In The Falcon and the Winter Soldier, Isaiah Bradley (Carl Lumbly) lives as the forgotten cost of the Super Soldier Serum. In an adaptation of the Marvel Comics limited series Truth: Red, White, and Black from 2003, the truth of Captain America is that Steve Rogers was not the only Super Soldier. Not long after Steve went in the ice, hundreds of enlisted Black soldiers — soldiers like Isaiah — were subject to serum injections disguised as tetanus shots. The only survivor was Isaiah, who spent 30 years being poked and prodded “trying to figure out why the serum worked” while languishing in a jail cell.

For most of the world, the story of Captain America is an inspiring underdog dream memorialized in museums. He’s the literal face of public service announcements in schools. But for Isaiah Bradley, Captain America is a nightmare, a reminder of a hell where Isaiah suffers alone. “You think I wouldn’t be dead in a day if you brought me out?” challenges Isaiah, when Sam suggests going public. For Isaiah, no justice can be achieved because justice simply does not exist. Or, as Isaiah tells Sam, “Them stars and stripes don’t mean nothing good to me.”

But Sam exists. Throughout The Falcon and the Winter Soldier, Sam felt unworthy of being Captain America, hence his willing surrender of the shield. That the government crowned John Walker (Wyatt Russell) as a new Captain America — an individual Steve Rogers never knew, and selected based on Walker’s physical abilities, military record, and let’s face it, his looks — isn’t merely betrayal to Sam and Steve’s wishes. It’s typical. Despite the wishes of both Sam and Steve himself, America chose a Captain America in an effort to maintain America’s supremacy. (Hey, there’s that word again.)

Sam Wilson can’t erase the racist history of Captain America. But he can make it not its only history.


But Sam wasn’t unworthy of being Captain America (Walker alone is proof that looks and abilities aren’t enough to be a superhero). If anything, Captain America isn’t worthy of Sam Wilson. While Captain America is indeed a powerful symbol, it’s also a lie that is built atop the unmarked graves of Black men just like Isaiah Bradley and Sam Wilson.
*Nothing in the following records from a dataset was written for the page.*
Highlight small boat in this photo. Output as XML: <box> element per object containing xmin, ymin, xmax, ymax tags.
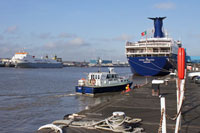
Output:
<box><xmin>75</xmin><ymin>68</ymin><xmax>132</xmax><ymax>95</ymax></box>
<box><xmin>11</xmin><ymin>52</ymin><xmax>63</xmax><ymax>68</ymax></box>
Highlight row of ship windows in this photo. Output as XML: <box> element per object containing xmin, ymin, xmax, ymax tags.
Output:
<box><xmin>127</xmin><ymin>54</ymin><xmax>169</xmax><ymax>57</ymax></box>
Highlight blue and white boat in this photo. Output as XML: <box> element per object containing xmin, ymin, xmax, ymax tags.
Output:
<box><xmin>75</xmin><ymin>68</ymin><xmax>132</xmax><ymax>95</ymax></box>
<box><xmin>11</xmin><ymin>52</ymin><xmax>63</xmax><ymax>68</ymax></box>
<box><xmin>125</xmin><ymin>17</ymin><xmax>181</xmax><ymax>76</ymax></box>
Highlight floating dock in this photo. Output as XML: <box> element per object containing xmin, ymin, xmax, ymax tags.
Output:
<box><xmin>38</xmin><ymin>77</ymin><xmax>200</xmax><ymax>133</ymax></box>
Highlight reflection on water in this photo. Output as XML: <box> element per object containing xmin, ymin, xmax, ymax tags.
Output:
<box><xmin>0</xmin><ymin>67</ymin><xmax>145</xmax><ymax>133</ymax></box>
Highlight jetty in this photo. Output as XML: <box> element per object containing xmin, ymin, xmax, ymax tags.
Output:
<box><xmin>38</xmin><ymin>76</ymin><xmax>200</xmax><ymax>133</ymax></box>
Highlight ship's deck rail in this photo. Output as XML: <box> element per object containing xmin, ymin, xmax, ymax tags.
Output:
<box><xmin>126</xmin><ymin>42</ymin><xmax>172</xmax><ymax>48</ymax></box>
<box><xmin>126</xmin><ymin>50</ymin><xmax>171</xmax><ymax>55</ymax></box>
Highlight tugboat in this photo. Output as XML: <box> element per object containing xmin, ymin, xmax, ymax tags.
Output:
<box><xmin>75</xmin><ymin>68</ymin><xmax>132</xmax><ymax>95</ymax></box>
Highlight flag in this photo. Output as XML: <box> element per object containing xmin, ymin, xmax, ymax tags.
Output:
<box><xmin>141</xmin><ymin>31</ymin><xmax>147</xmax><ymax>36</ymax></box>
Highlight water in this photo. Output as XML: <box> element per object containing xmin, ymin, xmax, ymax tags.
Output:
<box><xmin>0</xmin><ymin>67</ymin><xmax>146</xmax><ymax>133</ymax></box>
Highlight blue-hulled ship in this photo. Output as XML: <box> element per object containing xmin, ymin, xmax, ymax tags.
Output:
<box><xmin>75</xmin><ymin>68</ymin><xmax>132</xmax><ymax>95</ymax></box>
<box><xmin>125</xmin><ymin>17</ymin><xmax>181</xmax><ymax>76</ymax></box>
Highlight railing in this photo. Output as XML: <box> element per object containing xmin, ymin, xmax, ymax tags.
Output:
<box><xmin>126</xmin><ymin>50</ymin><xmax>170</xmax><ymax>55</ymax></box>
<box><xmin>126</xmin><ymin>42</ymin><xmax>172</xmax><ymax>48</ymax></box>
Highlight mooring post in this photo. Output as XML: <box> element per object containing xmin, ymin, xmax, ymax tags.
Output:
<box><xmin>160</xmin><ymin>96</ymin><xmax>167</xmax><ymax>133</ymax></box>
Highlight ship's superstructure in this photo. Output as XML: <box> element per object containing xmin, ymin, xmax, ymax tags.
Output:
<box><xmin>125</xmin><ymin>17</ymin><xmax>181</xmax><ymax>76</ymax></box>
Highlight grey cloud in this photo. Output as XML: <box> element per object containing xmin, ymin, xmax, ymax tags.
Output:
<box><xmin>58</xmin><ymin>32</ymin><xmax>77</xmax><ymax>38</ymax></box>
<box><xmin>154</xmin><ymin>2</ymin><xmax>176</xmax><ymax>10</ymax></box>
<box><xmin>4</xmin><ymin>25</ymin><xmax>18</xmax><ymax>33</ymax></box>
<box><xmin>44</xmin><ymin>37</ymin><xmax>89</xmax><ymax>49</ymax></box>
<box><xmin>92</xmin><ymin>34</ymin><xmax>134</xmax><ymax>42</ymax></box>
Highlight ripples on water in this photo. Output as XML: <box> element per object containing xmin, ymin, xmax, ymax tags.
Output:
<box><xmin>0</xmin><ymin>67</ymin><xmax>148</xmax><ymax>133</ymax></box>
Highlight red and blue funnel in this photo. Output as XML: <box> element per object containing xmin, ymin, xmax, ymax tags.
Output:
<box><xmin>149</xmin><ymin>17</ymin><xmax>166</xmax><ymax>38</ymax></box>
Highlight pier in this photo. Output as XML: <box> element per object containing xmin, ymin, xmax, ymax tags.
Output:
<box><xmin>40</xmin><ymin>77</ymin><xmax>200</xmax><ymax>133</ymax></box>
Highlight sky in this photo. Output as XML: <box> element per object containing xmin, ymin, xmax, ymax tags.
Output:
<box><xmin>0</xmin><ymin>0</ymin><xmax>200</xmax><ymax>61</ymax></box>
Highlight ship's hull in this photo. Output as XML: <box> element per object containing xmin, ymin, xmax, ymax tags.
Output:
<box><xmin>128</xmin><ymin>55</ymin><xmax>177</xmax><ymax>76</ymax></box>
<box><xmin>15</xmin><ymin>63</ymin><xmax>63</xmax><ymax>68</ymax></box>
<box><xmin>75</xmin><ymin>82</ymin><xmax>132</xmax><ymax>95</ymax></box>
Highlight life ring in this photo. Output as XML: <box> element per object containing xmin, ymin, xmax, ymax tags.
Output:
<box><xmin>91</xmin><ymin>79</ymin><xmax>96</xmax><ymax>85</ymax></box>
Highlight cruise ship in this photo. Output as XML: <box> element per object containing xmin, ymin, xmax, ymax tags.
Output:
<box><xmin>125</xmin><ymin>17</ymin><xmax>181</xmax><ymax>76</ymax></box>
<box><xmin>11</xmin><ymin>52</ymin><xmax>63</xmax><ymax>68</ymax></box>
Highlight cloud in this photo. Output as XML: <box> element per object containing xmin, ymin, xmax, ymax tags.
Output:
<box><xmin>0</xmin><ymin>42</ymin><xmax>21</xmax><ymax>58</ymax></box>
<box><xmin>58</xmin><ymin>32</ymin><xmax>77</xmax><ymax>38</ymax></box>
<box><xmin>113</xmin><ymin>34</ymin><xmax>133</xmax><ymax>41</ymax></box>
<box><xmin>5</xmin><ymin>25</ymin><xmax>18</xmax><ymax>33</ymax></box>
<box><xmin>92</xmin><ymin>34</ymin><xmax>134</xmax><ymax>42</ymax></box>
<box><xmin>44</xmin><ymin>37</ymin><xmax>89</xmax><ymax>49</ymax></box>
<box><xmin>154</xmin><ymin>2</ymin><xmax>176</xmax><ymax>10</ymax></box>
<box><xmin>38</xmin><ymin>32</ymin><xmax>53</xmax><ymax>39</ymax></box>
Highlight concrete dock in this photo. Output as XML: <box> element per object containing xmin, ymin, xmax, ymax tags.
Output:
<box><xmin>38</xmin><ymin>77</ymin><xmax>200</xmax><ymax>133</ymax></box>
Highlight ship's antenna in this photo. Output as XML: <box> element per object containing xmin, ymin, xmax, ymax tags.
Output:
<box><xmin>97</xmin><ymin>57</ymin><xmax>102</xmax><ymax>72</ymax></box>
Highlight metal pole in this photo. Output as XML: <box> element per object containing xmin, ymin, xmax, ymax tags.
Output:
<box><xmin>160</xmin><ymin>97</ymin><xmax>167</xmax><ymax>133</ymax></box>
<box><xmin>175</xmin><ymin>79</ymin><xmax>185</xmax><ymax>133</ymax></box>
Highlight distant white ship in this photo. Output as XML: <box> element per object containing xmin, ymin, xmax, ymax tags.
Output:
<box><xmin>11</xmin><ymin>52</ymin><xmax>63</xmax><ymax>68</ymax></box>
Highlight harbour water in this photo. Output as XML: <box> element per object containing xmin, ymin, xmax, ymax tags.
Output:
<box><xmin>0</xmin><ymin>67</ymin><xmax>146</xmax><ymax>133</ymax></box>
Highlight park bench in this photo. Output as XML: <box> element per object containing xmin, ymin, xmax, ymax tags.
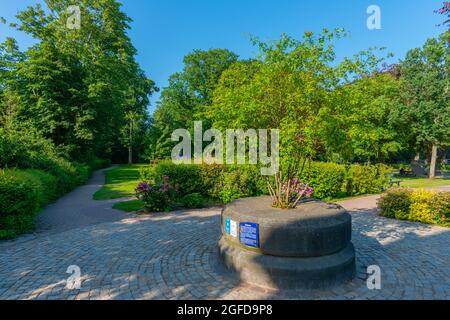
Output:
<box><xmin>389</xmin><ymin>178</ymin><xmax>402</xmax><ymax>188</ymax></box>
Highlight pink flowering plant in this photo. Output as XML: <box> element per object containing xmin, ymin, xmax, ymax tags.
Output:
<box><xmin>267</xmin><ymin>161</ymin><xmax>314</xmax><ymax>209</ymax></box>
<box><xmin>136</xmin><ymin>177</ymin><xmax>172</xmax><ymax>212</ymax></box>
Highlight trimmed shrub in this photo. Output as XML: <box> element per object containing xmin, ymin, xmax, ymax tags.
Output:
<box><xmin>378</xmin><ymin>188</ymin><xmax>450</xmax><ymax>226</ymax></box>
<box><xmin>218</xmin><ymin>165</ymin><xmax>267</xmax><ymax>204</ymax></box>
<box><xmin>378</xmin><ymin>188</ymin><xmax>412</xmax><ymax>220</ymax></box>
<box><xmin>0</xmin><ymin>170</ymin><xmax>43</xmax><ymax>239</ymax></box>
<box><xmin>408</xmin><ymin>190</ymin><xmax>437</xmax><ymax>224</ymax></box>
<box><xmin>346</xmin><ymin>164</ymin><xmax>389</xmax><ymax>196</ymax></box>
<box><xmin>139</xmin><ymin>165</ymin><xmax>156</xmax><ymax>181</ymax></box>
<box><xmin>23</xmin><ymin>169</ymin><xmax>59</xmax><ymax>207</ymax></box>
<box><xmin>136</xmin><ymin>178</ymin><xmax>172</xmax><ymax>212</ymax></box>
<box><xmin>299</xmin><ymin>162</ymin><xmax>346</xmax><ymax>199</ymax></box>
<box><xmin>430</xmin><ymin>192</ymin><xmax>450</xmax><ymax>227</ymax></box>
<box><xmin>181</xmin><ymin>193</ymin><xmax>204</xmax><ymax>209</ymax></box>
<box><xmin>154</xmin><ymin>161</ymin><xmax>204</xmax><ymax>199</ymax></box>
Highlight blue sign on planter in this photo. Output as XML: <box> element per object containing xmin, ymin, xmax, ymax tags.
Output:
<box><xmin>225</xmin><ymin>218</ymin><xmax>231</xmax><ymax>235</ymax></box>
<box><xmin>239</xmin><ymin>222</ymin><xmax>259</xmax><ymax>248</ymax></box>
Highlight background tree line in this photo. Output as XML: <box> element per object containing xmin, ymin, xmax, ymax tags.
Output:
<box><xmin>148</xmin><ymin>29</ymin><xmax>450</xmax><ymax>178</ymax></box>
<box><xmin>0</xmin><ymin>0</ymin><xmax>156</xmax><ymax>161</ymax></box>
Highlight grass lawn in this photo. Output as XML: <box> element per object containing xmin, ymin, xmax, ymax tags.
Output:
<box><xmin>94</xmin><ymin>164</ymin><xmax>147</xmax><ymax>200</ymax></box>
<box><xmin>330</xmin><ymin>178</ymin><xmax>450</xmax><ymax>202</ymax></box>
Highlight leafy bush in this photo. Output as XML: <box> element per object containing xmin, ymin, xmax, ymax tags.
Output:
<box><xmin>430</xmin><ymin>192</ymin><xmax>450</xmax><ymax>227</ymax></box>
<box><xmin>346</xmin><ymin>165</ymin><xmax>389</xmax><ymax>196</ymax></box>
<box><xmin>154</xmin><ymin>161</ymin><xmax>204</xmax><ymax>199</ymax></box>
<box><xmin>216</xmin><ymin>165</ymin><xmax>267</xmax><ymax>204</ymax></box>
<box><xmin>181</xmin><ymin>193</ymin><xmax>204</xmax><ymax>209</ymax></box>
<box><xmin>408</xmin><ymin>190</ymin><xmax>436</xmax><ymax>224</ymax></box>
<box><xmin>0</xmin><ymin>170</ymin><xmax>43</xmax><ymax>239</ymax></box>
<box><xmin>378</xmin><ymin>188</ymin><xmax>450</xmax><ymax>226</ymax></box>
<box><xmin>139</xmin><ymin>165</ymin><xmax>156</xmax><ymax>181</ymax></box>
<box><xmin>22</xmin><ymin>169</ymin><xmax>59</xmax><ymax>207</ymax></box>
<box><xmin>299</xmin><ymin>162</ymin><xmax>346</xmax><ymax>199</ymax></box>
<box><xmin>86</xmin><ymin>157</ymin><xmax>111</xmax><ymax>171</ymax></box>
<box><xmin>136</xmin><ymin>177</ymin><xmax>172</xmax><ymax>212</ymax></box>
<box><xmin>378</xmin><ymin>188</ymin><xmax>412</xmax><ymax>220</ymax></box>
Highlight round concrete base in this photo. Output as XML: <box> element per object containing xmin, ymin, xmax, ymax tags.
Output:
<box><xmin>219</xmin><ymin>238</ymin><xmax>356</xmax><ymax>289</ymax></box>
<box><xmin>219</xmin><ymin>197</ymin><xmax>356</xmax><ymax>289</ymax></box>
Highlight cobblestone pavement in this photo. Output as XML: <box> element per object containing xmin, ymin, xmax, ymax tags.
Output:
<box><xmin>0</xmin><ymin>203</ymin><xmax>450</xmax><ymax>299</ymax></box>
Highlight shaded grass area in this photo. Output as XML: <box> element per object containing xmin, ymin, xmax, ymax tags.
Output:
<box><xmin>94</xmin><ymin>164</ymin><xmax>147</xmax><ymax>200</ymax></box>
<box><xmin>113</xmin><ymin>198</ymin><xmax>223</xmax><ymax>212</ymax></box>
<box><xmin>113</xmin><ymin>200</ymin><xmax>144</xmax><ymax>212</ymax></box>
<box><xmin>330</xmin><ymin>177</ymin><xmax>450</xmax><ymax>202</ymax></box>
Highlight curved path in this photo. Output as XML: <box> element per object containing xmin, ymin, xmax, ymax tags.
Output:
<box><xmin>35</xmin><ymin>167</ymin><xmax>133</xmax><ymax>234</ymax></box>
<box><xmin>0</xmin><ymin>175</ymin><xmax>450</xmax><ymax>299</ymax></box>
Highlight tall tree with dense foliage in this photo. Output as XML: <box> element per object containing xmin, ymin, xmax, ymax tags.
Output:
<box><xmin>0</xmin><ymin>0</ymin><xmax>154</xmax><ymax>158</ymax></box>
<box><xmin>207</xmin><ymin>30</ymin><xmax>386</xmax><ymax>159</ymax></box>
<box><xmin>149</xmin><ymin>49</ymin><xmax>238</xmax><ymax>158</ymax></box>
<box><xmin>400</xmin><ymin>32</ymin><xmax>450</xmax><ymax>178</ymax></box>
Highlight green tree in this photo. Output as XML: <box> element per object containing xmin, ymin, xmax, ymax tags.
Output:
<box><xmin>1</xmin><ymin>0</ymin><xmax>155</xmax><ymax>158</ymax></box>
<box><xmin>207</xmin><ymin>29</ymin><xmax>386</xmax><ymax>159</ymax></box>
<box><xmin>148</xmin><ymin>49</ymin><xmax>238</xmax><ymax>158</ymax></box>
<box><xmin>399</xmin><ymin>32</ymin><xmax>450</xmax><ymax>178</ymax></box>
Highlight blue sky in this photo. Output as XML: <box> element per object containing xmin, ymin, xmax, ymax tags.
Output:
<box><xmin>0</xmin><ymin>0</ymin><xmax>444</xmax><ymax>110</ymax></box>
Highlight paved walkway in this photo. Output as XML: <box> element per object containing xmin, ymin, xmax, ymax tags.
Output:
<box><xmin>0</xmin><ymin>172</ymin><xmax>450</xmax><ymax>299</ymax></box>
<box><xmin>35</xmin><ymin>168</ymin><xmax>131</xmax><ymax>234</ymax></box>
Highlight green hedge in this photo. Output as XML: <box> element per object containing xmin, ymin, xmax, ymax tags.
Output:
<box><xmin>145</xmin><ymin>161</ymin><xmax>388</xmax><ymax>203</ymax></box>
<box><xmin>346</xmin><ymin>164</ymin><xmax>389</xmax><ymax>196</ymax></box>
<box><xmin>141</xmin><ymin>161</ymin><xmax>266</xmax><ymax>203</ymax></box>
<box><xmin>0</xmin><ymin>170</ymin><xmax>44</xmax><ymax>239</ymax></box>
<box><xmin>378</xmin><ymin>188</ymin><xmax>450</xmax><ymax>227</ymax></box>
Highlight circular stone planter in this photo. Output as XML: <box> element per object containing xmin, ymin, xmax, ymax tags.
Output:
<box><xmin>219</xmin><ymin>197</ymin><xmax>355</xmax><ymax>289</ymax></box>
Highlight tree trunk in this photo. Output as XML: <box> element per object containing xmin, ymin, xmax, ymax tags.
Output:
<box><xmin>128</xmin><ymin>119</ymin><xmax>133</xmax><ymax>164</ymax></box>
<box><xmin>430</xmin><ymin>144</ymin><xmax>438</xmax><ymax>179</ymax></box>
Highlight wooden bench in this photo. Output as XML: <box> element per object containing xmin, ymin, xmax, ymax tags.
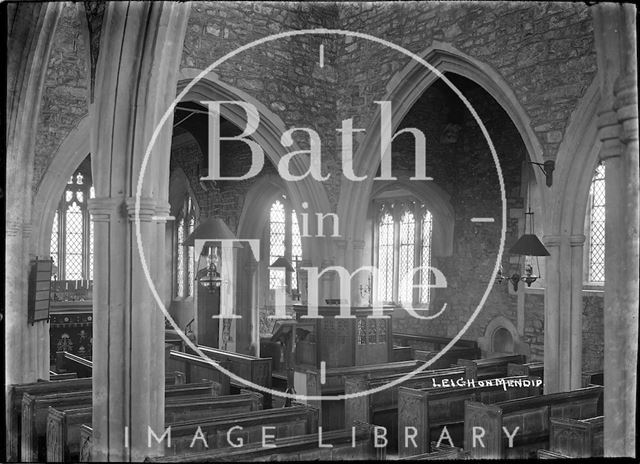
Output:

Finally, the lie has gone on long enough in the MCU. While Sam will become Captain America because it happened in the comics, it’s also happening because it’s right. Sam Wilson can’t erase the history of Captain America, nor can he give Isaiah back the 30 years that were stolen from him. Those chapters are written in blood ink. But as Sam Wilson will get to prove, the book is far from finished. The racist history of Captain America doesn’t have to be its only history.

When Steve gave Sam the shield, Sam felt the shield belonged to someone else. Steve said only two words that took all of The Falcon and the Winter Soldier for Sam to realize: “It isn’t.”

The Falcon and the Winter Soldier streams new episodes Fridays on Disney+.